Quel départ! Je n’ai jamais été aussi à la dernière minute pour me préparer pour un voyage à vélo. Déjà j’ai mis un temps incroyable à me décider à partir. Je finis cette année 2025 sur les rotules (et elles sont fragiles, mes rotules). Le deuxième semestre a été très dense au travail, je n’ai pas pris de vacances depuis cet été, j’ai attrapé la grippe qui m’a mis à terre (au sens propre). Donc je n’ai plus beaucoup d’énergie, ni de motivation. Mais passé Noël, et en particulier parce que j’ai besoin de soleil et de lumière, je me suis décidé. Hier! Et aussi mon fils m’a offert un livre photo en imprimant les textes et les photos de trois de mes voyages, tirés de ce blog Velibre. La traversée de l’Auvergne et du Périgord, le Tuscany trail, tous deux en 2021, et les lacs suisses cette année au printemps. Ça m’a replongé dans mes voyages, que je ne revisite jamais, et ça m’a motivé à repartir sur la route, au guidon de mon fidèle Cannondale topstone. Merci beaucoup Tristan!
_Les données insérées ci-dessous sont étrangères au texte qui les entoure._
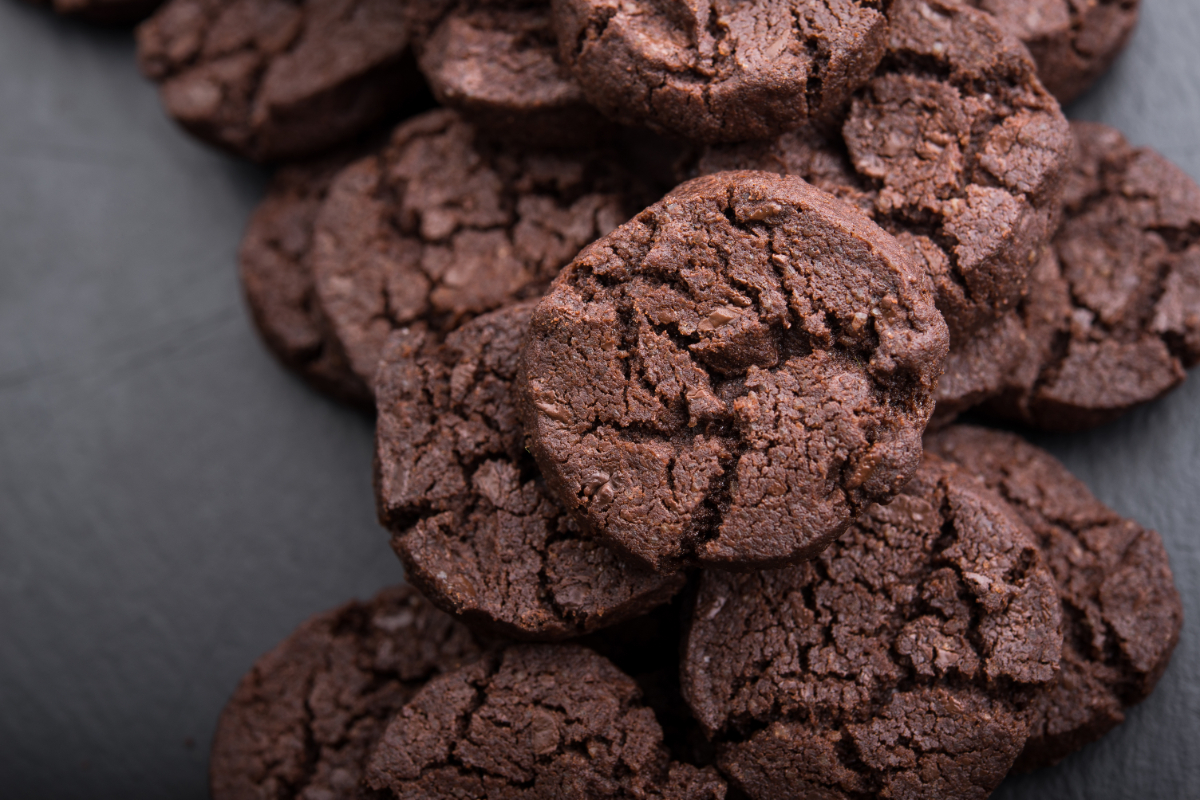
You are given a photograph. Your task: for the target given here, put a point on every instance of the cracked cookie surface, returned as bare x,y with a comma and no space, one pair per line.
468,511
1073,42
953,146
729,378
533,722
897,663
1121,611
275,79
305,719
276,278
1113,316
720,71
441,227
497,62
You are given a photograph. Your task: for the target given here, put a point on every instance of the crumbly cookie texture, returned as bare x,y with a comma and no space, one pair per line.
954,146
441,227
497,62
1111,319
899,662
306,717
720,72
468,511
533,722
1074,43
732,376
273,79
276,277
1121,611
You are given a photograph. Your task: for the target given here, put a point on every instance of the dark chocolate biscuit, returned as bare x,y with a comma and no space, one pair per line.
1073,42
533,722
276,79
468,512
1008,352
1121,609
720,71
305,719
105,12
276,277
953,146
898,663
1113,317
441,227
497,62
729,378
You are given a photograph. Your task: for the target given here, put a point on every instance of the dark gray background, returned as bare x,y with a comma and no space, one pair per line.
172,504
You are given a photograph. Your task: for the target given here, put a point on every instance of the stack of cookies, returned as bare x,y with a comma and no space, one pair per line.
666,312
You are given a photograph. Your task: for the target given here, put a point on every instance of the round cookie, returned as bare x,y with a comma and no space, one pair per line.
730,377
898,663
276,278
105,12
306,717
533,722
953,146
720,72
1111,318
1009,352
1121,611
1073,42
496,61
441,226
275,79
468,512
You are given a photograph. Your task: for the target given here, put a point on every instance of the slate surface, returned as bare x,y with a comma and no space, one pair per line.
172,503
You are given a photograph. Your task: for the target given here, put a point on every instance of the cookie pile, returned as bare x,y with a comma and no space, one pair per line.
666,312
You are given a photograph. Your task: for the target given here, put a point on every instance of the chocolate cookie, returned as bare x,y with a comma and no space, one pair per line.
105,12
953,146
466,505
276,278
441,227
496,61
720,72
729,378
1073,42
533,722
277,79
1008,352
1114,314
1121,611
305,719
898,663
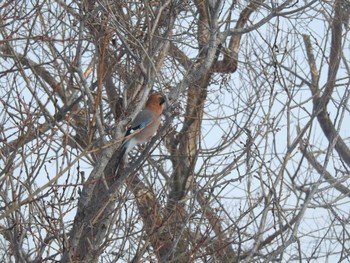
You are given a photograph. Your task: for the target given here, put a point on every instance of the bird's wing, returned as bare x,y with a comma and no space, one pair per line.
142,120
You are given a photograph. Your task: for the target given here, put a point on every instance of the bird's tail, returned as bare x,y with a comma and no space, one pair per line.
123,149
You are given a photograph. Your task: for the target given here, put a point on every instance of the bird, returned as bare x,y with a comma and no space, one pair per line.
144,126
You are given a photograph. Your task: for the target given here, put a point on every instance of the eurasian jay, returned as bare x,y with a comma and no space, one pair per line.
145,124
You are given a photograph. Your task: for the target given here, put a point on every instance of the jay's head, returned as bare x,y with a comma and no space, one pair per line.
156,102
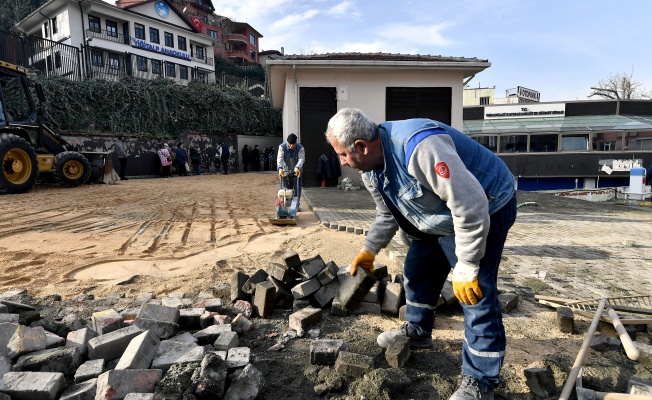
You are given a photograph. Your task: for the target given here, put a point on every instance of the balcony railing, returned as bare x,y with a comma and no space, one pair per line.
205,60
236,37
106,35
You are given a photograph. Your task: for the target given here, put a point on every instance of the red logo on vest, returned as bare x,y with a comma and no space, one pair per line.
442,170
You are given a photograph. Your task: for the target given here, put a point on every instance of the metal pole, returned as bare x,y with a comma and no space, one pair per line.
570,382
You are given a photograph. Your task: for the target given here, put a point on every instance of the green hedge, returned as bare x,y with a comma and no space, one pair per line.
160,107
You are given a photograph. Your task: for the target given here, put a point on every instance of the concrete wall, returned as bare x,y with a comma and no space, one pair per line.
363,88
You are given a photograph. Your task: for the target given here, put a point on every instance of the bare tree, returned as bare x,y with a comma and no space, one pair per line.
620,86
12,11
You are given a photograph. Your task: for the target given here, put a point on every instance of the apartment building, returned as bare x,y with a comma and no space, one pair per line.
236,41
147,39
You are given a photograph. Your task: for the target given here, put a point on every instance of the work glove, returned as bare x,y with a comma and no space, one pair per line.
465,284
364,259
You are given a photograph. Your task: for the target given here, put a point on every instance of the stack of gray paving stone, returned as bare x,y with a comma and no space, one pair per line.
144,357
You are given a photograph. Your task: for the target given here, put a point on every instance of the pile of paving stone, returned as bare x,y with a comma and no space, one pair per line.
179,348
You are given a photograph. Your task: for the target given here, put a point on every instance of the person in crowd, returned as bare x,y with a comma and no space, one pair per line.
255,158
195,157
456,199
166,161
245,158
290,157
181,159
266,155
225,153
121,152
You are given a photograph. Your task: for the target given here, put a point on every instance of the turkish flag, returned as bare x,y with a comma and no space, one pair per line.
197,22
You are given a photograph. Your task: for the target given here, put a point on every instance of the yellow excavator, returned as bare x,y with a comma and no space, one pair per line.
29,148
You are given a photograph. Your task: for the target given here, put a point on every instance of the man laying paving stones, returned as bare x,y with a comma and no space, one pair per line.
456,199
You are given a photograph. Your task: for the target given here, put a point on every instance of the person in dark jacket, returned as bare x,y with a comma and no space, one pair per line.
122,157
181,158
224,157
255,159
195,157
245,158
266,155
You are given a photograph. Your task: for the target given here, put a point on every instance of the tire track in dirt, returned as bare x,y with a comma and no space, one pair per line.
125,246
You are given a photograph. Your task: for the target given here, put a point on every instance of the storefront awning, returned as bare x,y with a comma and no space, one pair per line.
592,123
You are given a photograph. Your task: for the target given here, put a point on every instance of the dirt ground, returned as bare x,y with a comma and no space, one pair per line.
186,234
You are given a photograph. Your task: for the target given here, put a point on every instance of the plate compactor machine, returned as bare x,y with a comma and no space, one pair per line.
287,200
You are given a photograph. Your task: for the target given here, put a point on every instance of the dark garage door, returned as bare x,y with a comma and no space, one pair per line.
317,107
405,103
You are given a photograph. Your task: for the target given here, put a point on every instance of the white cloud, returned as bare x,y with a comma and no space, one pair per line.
293,20
424,35
344,9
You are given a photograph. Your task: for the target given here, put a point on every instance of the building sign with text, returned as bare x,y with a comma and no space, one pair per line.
525,111
141,44
527,94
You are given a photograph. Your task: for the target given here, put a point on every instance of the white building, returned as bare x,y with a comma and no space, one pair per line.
310,89
148,39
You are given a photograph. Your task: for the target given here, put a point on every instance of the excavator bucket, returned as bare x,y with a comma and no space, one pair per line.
101,167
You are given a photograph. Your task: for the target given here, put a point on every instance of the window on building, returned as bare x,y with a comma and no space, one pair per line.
183,72
182,43
490,142
544,143
513,144
169,39
97,58
607,141
170,69
638,141
94,24
114,61
157,67
575,142
153,35
141,63
111,28
139,31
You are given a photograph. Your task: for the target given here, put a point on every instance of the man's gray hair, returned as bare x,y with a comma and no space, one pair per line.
349,125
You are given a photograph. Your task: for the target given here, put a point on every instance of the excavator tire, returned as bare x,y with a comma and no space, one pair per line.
71,169
19,164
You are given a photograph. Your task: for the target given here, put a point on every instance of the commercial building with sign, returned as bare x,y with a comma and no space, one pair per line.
566,145
148,39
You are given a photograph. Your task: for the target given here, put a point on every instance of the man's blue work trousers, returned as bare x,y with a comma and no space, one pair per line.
426,269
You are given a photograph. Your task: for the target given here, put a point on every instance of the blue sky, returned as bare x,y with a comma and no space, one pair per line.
559,48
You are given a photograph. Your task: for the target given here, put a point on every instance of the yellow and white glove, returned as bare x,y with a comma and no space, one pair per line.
465,284
364,259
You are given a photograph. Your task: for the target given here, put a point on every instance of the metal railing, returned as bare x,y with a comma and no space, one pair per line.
107,35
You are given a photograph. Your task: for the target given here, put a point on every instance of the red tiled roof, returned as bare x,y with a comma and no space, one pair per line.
374,57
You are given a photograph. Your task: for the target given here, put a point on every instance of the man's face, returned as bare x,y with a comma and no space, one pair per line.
356,159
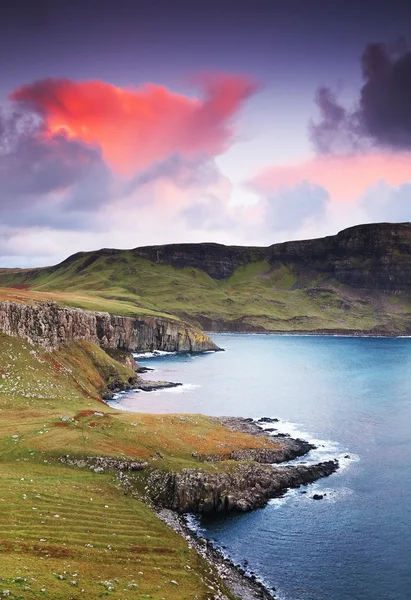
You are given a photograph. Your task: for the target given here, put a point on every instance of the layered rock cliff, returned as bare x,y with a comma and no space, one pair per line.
245,487
375,256
50,325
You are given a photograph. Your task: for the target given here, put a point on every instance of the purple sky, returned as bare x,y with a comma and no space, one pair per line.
125,123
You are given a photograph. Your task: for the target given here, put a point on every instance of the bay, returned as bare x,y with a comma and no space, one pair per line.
353,397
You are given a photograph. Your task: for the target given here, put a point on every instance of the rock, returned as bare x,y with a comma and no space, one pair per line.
243,488
151,386
50,325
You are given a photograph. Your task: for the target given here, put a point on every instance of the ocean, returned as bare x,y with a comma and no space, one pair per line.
352,397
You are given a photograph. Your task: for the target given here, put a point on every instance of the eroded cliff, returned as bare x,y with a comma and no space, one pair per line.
50,325
243,488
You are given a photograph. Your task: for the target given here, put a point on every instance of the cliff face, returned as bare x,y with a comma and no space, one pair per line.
370,257
244,488
50,325
216,260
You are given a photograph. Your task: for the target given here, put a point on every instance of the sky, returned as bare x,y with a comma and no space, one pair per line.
126,123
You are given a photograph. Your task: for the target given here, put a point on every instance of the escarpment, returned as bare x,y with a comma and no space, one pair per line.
374,256
243,488
50,325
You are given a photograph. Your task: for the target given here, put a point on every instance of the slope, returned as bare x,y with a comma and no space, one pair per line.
356,281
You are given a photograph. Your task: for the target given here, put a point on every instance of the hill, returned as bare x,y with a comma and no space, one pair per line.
358,281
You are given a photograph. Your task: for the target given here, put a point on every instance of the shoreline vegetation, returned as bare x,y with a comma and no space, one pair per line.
80,481
356,282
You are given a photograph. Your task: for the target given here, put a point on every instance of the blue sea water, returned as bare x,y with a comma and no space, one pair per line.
353,396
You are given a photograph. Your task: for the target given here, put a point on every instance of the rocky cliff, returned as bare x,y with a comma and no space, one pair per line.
376,256
50,325
245,487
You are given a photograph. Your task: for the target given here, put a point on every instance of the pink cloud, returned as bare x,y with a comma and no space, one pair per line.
345,178
137,127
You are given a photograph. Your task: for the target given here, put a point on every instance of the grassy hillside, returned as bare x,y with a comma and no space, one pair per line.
259,296
64,529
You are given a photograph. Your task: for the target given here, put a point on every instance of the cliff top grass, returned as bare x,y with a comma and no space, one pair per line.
258,296
64,529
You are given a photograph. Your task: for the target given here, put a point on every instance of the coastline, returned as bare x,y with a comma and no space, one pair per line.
246,586
355,333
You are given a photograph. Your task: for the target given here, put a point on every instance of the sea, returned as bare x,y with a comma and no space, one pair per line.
350,396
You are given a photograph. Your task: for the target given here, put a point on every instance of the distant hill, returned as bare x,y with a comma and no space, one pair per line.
356,281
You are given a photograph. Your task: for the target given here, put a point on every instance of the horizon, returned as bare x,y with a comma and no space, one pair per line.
200,243
153,123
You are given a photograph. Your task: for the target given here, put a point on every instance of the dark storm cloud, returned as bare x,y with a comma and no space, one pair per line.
47,180
382,116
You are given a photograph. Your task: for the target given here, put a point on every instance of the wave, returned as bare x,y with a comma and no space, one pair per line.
153,354
325,449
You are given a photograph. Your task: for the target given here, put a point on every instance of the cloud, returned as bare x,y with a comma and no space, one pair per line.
47,178
346,177
290,208
136,128
185,172
382,115
382,202
209,213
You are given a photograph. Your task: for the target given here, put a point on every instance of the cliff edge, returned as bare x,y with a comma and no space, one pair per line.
50,325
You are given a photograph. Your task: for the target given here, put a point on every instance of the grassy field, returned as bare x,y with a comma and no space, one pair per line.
66,532
256,297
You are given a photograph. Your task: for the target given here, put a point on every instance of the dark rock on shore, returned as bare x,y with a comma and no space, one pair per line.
242,488
151,386
288,449
50,325
236,580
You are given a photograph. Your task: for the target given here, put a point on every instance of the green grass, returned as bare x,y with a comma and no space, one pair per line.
67,533
109,544
259,296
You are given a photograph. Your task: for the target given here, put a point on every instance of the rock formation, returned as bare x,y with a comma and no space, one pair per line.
50,325
244,487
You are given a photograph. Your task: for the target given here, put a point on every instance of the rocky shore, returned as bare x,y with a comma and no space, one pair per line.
240,583
241,487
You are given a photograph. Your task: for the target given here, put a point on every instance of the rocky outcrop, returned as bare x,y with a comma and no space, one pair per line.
375,256
242,488
372,257
50,325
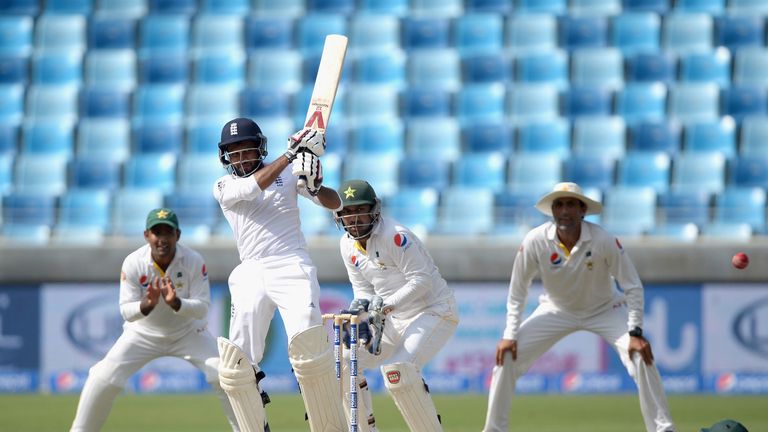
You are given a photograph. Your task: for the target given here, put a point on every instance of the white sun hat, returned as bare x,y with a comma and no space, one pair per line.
567,190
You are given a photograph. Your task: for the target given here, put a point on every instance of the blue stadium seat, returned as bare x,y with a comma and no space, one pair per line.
751,67
267,32
636,32
749,171
122,8
378,137
113,68
434,67
279,69
11,103
426,102
68,7
642,102
48,137
533,103
543,68
533,172
16,35
108,139
157,136
753,139
703,171
657,136
424,172
374,32
220,67
163,34
94,172
159,102
686,33
84,207
741,205
590,171
104,102
29,209
555,7
40,174
111,32
712,66
481,102
257,102
314,27
382,67
717,136
415,208
516,212
478,33
154,171
600,67
645,169
440,8
629,211
421,133
600,135
531,33
158,68
217,33
198,172
740,102
694,102
739,31
551,137
55,67
14,69
488,137
129,210
425,32
465,211
652,67
586,100
481,170
681,207
368,166
583,32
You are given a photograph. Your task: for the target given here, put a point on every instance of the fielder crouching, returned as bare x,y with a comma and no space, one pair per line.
393,275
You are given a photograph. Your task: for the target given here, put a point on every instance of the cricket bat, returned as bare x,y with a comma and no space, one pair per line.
326,84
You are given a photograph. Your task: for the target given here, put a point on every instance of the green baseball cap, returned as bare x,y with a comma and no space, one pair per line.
357,192
162,216
727,425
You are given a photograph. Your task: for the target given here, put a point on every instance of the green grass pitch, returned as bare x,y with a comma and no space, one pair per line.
461,413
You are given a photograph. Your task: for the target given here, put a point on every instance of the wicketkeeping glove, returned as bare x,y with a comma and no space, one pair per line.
307,166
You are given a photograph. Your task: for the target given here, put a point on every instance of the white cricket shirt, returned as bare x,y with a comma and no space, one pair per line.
397,267
189,276
582,282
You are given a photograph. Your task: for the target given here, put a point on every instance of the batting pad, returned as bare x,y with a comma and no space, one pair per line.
238,380
312,360
407,388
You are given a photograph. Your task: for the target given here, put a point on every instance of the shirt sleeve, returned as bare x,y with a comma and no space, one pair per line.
131,293
196,306
622,269
229,190
417,268
524,270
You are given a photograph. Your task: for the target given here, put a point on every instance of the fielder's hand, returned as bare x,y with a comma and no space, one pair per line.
307,166
312,140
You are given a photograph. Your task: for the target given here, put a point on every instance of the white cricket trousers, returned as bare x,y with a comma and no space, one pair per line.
542,330
259,287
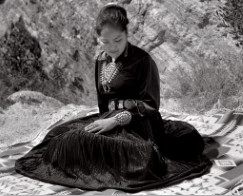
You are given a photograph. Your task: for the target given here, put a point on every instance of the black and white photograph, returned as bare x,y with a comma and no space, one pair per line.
121,97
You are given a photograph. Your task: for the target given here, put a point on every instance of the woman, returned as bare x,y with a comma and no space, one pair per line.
127,146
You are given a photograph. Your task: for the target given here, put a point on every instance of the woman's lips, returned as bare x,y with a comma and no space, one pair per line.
114,52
J’ai eu la version numérique pour le moment, la version papier m’attendra à mon retour normalement. Ça fait plaisir aussi de revoir les amis qui ont participé (Pascal) ou chez qui je suis allé (Rolf). Ça m’a rappelé que ces voyages ne se racontent que finalement très peu, les photos en particulier me rappellent des moments qu’il n’y a que moi pour me souvenir, des émotions que j’ai vécu à ces moments là. Et ceux qui y étaient. C’est vrai d’ailleurs pour toutes les photos du monde. Ces émotions sont gravées en moi maintenant, et je peux les revivre grâce à ce blog, qui les fait resurgir de ma mémoire. J’espère, aussi, faire profiter, un peu mes lecteurs, de ces petits moments de grâce où le bitume est si lisse, la lumière si limpide, les nuages si bien formés, l’herbe des bas côtés si bien plantée, la pluie si intense parfois, le vent qui caresse mon visage, le soleil qui brûle ma peau. Et la nature environnante si belle et si diverse. Des roches Tullière et Sanadoire, jusqu’à la piazza del Campo à Sienne, aux rives du lac Léman. La terre est infinie et c’est tant mieux!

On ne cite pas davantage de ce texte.